Success of original 'Star Wars' took theater owners by surprise

By CAROL CLING
REVIEW-JOURNAL





Droid C-3PO joins his creator, George Lucas, on the set.

Las Vegas really was a faraway galaxy a long time ago, when "Star Wars" blasted onto movie screens -- and into movie history -- in May 1977.

An out-of-nowhere smash, "Star Wars" and its sequels changed moviemaking -- and moviegoing -- practices in ways that reverberate to this day.

Not that anyone expected such colossal cinematic impact from moviemaking maverick George Lucas, whose biggest claim to fame in those days was another out-of-the-blue hit, 1973's nostalgic "American Graffiti."

Indeed, no one expected much from "Star Wars" -- including the studio releasing it, 20th Century Fox, which considered "The Other Side of Midnight" its big box-office prospect for the summer of '77.

Four theaters showed first-run movies in Las Vegas then: the single-screen Parkway and two-screen Cine Boulevard on Maryland Parkway, the single-screen Fox Charleston on East Charleston Boulevard and, on West Charleston, the 11-screen Redrock, an early multiplex that began as a single-screen theater.
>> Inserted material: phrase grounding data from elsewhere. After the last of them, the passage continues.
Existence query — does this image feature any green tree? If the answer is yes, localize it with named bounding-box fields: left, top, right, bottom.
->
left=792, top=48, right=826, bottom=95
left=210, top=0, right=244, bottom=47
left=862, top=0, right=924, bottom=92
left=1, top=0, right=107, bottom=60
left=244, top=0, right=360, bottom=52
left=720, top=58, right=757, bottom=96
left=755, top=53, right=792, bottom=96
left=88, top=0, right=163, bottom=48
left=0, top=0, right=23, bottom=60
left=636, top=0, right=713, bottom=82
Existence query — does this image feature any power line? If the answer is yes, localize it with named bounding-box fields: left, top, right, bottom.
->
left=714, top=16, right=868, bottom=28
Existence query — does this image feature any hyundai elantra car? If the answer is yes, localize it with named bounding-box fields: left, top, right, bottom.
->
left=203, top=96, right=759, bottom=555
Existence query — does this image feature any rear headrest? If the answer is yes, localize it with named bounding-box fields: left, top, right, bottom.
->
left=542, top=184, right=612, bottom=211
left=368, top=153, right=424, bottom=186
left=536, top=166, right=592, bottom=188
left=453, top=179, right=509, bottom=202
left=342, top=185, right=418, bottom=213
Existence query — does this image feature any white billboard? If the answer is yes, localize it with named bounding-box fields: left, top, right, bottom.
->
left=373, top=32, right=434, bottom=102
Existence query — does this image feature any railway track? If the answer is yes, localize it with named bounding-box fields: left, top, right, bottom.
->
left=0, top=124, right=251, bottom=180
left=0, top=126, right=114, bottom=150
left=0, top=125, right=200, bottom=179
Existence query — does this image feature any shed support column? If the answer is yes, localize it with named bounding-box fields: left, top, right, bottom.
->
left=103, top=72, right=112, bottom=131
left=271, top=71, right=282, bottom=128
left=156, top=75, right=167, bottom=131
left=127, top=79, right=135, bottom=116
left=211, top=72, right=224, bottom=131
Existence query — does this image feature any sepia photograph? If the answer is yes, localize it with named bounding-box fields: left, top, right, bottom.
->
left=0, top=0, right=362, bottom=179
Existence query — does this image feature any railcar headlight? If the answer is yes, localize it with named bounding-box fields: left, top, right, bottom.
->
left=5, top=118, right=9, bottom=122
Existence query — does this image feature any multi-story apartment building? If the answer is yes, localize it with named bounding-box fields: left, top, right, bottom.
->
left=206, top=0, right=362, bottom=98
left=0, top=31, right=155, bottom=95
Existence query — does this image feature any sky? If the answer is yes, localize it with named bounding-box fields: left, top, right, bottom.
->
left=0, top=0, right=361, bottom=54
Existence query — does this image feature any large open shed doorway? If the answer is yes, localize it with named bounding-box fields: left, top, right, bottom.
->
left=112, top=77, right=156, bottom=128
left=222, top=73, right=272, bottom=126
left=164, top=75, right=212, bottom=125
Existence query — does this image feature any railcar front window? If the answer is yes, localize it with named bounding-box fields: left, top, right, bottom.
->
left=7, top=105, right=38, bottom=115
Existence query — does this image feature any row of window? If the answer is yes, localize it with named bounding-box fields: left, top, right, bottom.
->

In those days, exhibitors would bid on the summer releases they wanted to play, sight unseen, in March or April, recalls Pat Neal, former manager of the Redrock and the Cinedome, another long-gone Las Vegas multiplex.

"At that time, Lucas had done 'American Graffiti,' but nobody was interested in space," recalls Neal, now the head Imax technician at Luxor's giant-screen theater.

Instead, the Redrock went after what they considered a likely hit, "Exorcist 2: The Heretic," a sequel to the 1973 horror smash.

Before "Exorcist 2" arrived in early June, however, Redrock officials watched as "Star Wars" took off -- and kept right on going -- at the Parkway.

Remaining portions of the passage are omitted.